The dialog was attended by councilors Vincent Rama, Benett Pongos, Mario Rodriguez, Goito Yrastorza, Tommy Serafica, and Gerry Penserga. Engr. Sonia Antonio of the Office of Building Off icial (OPO), Emil Tingson of the Business, Permits and Licensing Office, Dr. Nelita Navales of the City Health Office, Engr. Manuel Boholano of the Philippine Ports Authority, and Carmen Daga and a companion of the Bureau of Internal Revenue, also were present.

Stop blaming us- OBO

Meanwhile, architect Ian Oliver of the OBO clarified claims that they were deliberately making it hard for Coast Resto Park to comply with their permit. A tenant posted on his Facebook account hinting that the OBO themselves were contradicting their own recommendations like the width of the PWD ramp. The tenant said OBO recommended a 1.2 meter width but on inspection, said it was wrong and it should be 1.5-meters. Arch. Oliver said that there was nothing wrong with the 1.2-meter ramp.

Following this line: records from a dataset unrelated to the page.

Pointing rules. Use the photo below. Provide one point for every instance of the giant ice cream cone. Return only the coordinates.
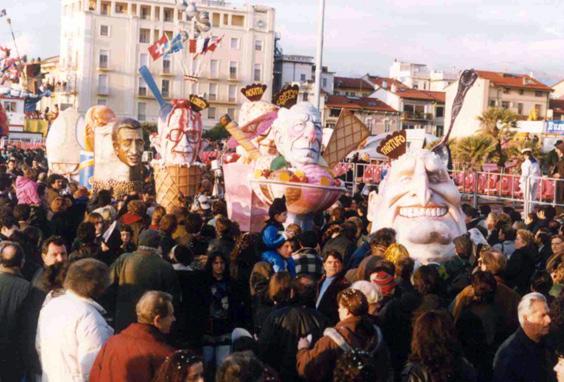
(174, 181)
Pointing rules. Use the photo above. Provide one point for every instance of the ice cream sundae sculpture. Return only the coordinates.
(178, 143)
(282, 144)
(417, 197)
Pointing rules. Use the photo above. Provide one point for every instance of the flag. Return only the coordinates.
(214, 43)
(175, 45)
(192, 45)
(159, 47)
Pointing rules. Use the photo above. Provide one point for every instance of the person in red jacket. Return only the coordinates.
(137, 352)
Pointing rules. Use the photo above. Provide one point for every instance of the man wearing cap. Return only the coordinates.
(530, 172)
(132, 274)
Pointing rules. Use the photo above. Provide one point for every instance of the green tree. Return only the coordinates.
(496, 123)
(216, 133)
(473, 151)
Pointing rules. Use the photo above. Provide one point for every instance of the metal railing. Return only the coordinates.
(473, 185)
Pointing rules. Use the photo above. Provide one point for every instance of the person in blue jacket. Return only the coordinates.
(278, 249)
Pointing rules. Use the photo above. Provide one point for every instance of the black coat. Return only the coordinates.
(519, 359)
(328, 305)
(281, 331)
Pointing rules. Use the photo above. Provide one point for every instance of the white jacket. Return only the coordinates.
(70, 332)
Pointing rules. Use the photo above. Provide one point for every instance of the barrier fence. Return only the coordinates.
(478, 186)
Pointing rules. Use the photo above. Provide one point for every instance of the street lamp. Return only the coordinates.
(319, 54)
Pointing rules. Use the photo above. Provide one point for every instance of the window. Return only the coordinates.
(121, 8)
(440, 131)
(439, 111)
(257, 74)
(237, 21)
(105, 8)
(232, 93)
(212, 94)
(334, 112)
(165, 88)
(232, 70)
(141, 111)
(168, 14)
(10, 106)
(103, 59)
(144, 35)
(214, 68)
(102, 84)
(142, 90)
(166, 65)
(143, 59)
(211, 112)
(216, 17)
(104, 31)
(145, 12)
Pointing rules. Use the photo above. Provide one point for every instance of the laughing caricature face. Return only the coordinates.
(420, 201)
(298, 134)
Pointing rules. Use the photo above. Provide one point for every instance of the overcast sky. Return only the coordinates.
(364, 36)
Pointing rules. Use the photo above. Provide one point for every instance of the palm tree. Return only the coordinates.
(496, 124)
(473, 151)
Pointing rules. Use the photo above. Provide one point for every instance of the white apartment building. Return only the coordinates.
(419, 76)
(104, 42)
(520, 93)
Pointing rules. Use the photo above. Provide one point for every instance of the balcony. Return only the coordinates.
(416, 116)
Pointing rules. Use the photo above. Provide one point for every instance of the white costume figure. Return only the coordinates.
(530, 170)
(420, 201)
(298, 134)
(62, 147)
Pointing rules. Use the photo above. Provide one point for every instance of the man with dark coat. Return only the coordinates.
(284, 327)
(137, 352)
(15, 292)
(524, 357)
(132, 274)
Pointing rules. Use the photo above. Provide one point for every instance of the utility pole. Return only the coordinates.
(319, 54)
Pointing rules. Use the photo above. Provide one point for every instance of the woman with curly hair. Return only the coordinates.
(436, 355)
(181, 366)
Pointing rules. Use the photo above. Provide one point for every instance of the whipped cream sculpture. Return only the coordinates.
(419, 200)
(282, 143)
(178, 143)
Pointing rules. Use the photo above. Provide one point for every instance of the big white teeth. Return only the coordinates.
(415, 212)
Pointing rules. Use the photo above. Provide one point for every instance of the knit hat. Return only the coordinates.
(150, 238)
(278, 206)
(385, 281)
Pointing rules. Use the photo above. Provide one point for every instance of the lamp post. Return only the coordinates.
(319, 53)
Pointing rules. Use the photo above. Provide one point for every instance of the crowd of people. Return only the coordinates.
(99, 288)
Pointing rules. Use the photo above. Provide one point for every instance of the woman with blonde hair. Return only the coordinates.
(395, 252)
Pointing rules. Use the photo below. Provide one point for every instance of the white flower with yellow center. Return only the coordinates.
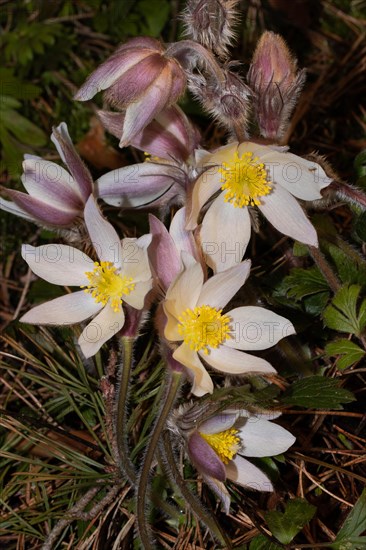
(252, 175)
(218, 446)
(121, 275)
(195, 318)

It was already compliant. But the landing, he said, should have been 1.5-meter. Unfortunately, the landing does not even reach 1.2 meter, he said. Oliver added that it is not even the job of OBO to be recommending these corrections, but in consideration of Mayor Richard Gomez’s order to assist Catingub so that her mistakes are corrected, they have already bent their backs for them. He said this is the job of Catingub’s architect and engineer.

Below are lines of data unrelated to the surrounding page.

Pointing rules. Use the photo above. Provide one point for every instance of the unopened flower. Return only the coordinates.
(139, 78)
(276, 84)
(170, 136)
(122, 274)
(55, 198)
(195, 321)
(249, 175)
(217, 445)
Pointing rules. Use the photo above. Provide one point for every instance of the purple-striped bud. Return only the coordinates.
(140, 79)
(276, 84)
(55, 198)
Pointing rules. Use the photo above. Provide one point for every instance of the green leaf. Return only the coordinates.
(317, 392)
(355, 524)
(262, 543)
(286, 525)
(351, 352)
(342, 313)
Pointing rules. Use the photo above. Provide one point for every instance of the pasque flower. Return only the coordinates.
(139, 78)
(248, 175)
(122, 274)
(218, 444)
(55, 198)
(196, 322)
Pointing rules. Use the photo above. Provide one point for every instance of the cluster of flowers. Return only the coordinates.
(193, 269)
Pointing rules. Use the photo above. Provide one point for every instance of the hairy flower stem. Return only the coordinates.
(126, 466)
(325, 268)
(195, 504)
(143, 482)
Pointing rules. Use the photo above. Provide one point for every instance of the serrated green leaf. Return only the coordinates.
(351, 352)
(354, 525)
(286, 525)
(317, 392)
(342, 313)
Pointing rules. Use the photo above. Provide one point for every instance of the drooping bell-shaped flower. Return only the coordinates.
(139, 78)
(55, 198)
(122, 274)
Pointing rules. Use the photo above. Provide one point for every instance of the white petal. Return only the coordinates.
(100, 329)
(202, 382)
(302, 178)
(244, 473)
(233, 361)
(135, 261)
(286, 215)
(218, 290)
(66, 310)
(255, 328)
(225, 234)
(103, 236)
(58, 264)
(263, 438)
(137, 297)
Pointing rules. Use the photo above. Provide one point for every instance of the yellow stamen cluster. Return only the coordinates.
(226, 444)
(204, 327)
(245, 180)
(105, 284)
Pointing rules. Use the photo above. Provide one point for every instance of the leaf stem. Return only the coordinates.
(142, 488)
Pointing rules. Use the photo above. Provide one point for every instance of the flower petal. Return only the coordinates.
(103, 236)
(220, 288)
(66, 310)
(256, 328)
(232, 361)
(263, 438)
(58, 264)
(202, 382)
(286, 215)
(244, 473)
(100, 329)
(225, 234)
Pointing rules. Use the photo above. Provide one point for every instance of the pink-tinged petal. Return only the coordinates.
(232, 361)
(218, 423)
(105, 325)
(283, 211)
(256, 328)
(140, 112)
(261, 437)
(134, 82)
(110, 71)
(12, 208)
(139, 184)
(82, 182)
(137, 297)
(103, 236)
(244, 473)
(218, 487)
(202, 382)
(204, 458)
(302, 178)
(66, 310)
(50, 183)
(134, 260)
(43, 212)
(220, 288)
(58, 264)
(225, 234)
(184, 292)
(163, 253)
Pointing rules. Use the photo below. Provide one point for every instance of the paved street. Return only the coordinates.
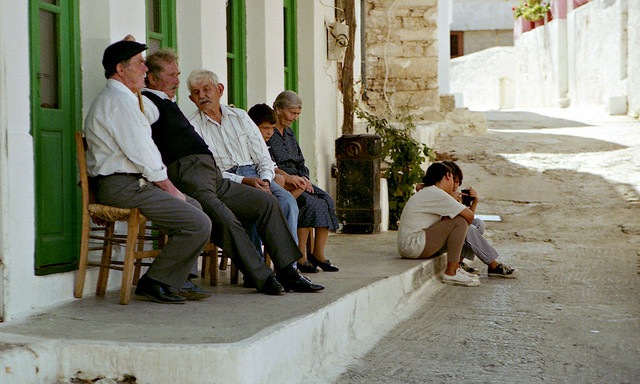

If they don’t have one, he added, then it is time for them to get a professional to guide them on what to do, so that they can stop blaming other people.

The requirement for PWD access, he said, is a provision of the PWD Accessibility Law. “It’s the law,” he said. It was also learned that Catingub wants that the requirement for a PWD compliant comfort room on their second f loor is scrapped, but again, they cannot do that because that would violate the Accessibility Law. Alice Jean Catingub, during the dialog, poured all the blame on a “Julian Domino”, her “industrial partner.”

She said that she was not aware they have been violating building laws since they started because it was Domino who handled everything. Unfortunately, Domino was not around for the dialog to answer or clarify. Records from the OBO show that they visited the illegal construction on June 22, to advise them to stop constructing. By the next day, they issued a notice of violation which the parties refused to receive.

It was only on July 18 that a building permit was applied for, but construction continued. The OBO received the application for inspection/evaluation” only on August 11, 2017. The plans they received was for a straight building that faced the sea. What was actually constructed was Lshaped.

The Coast Resto Park papers were taken out of OBO in August 30, complete with their recommendations on what to comply.

Then, it was re-submitted and taken out again on September 29, also for compliance. Same thing happened on October 23, after the food park has had its grand opening already.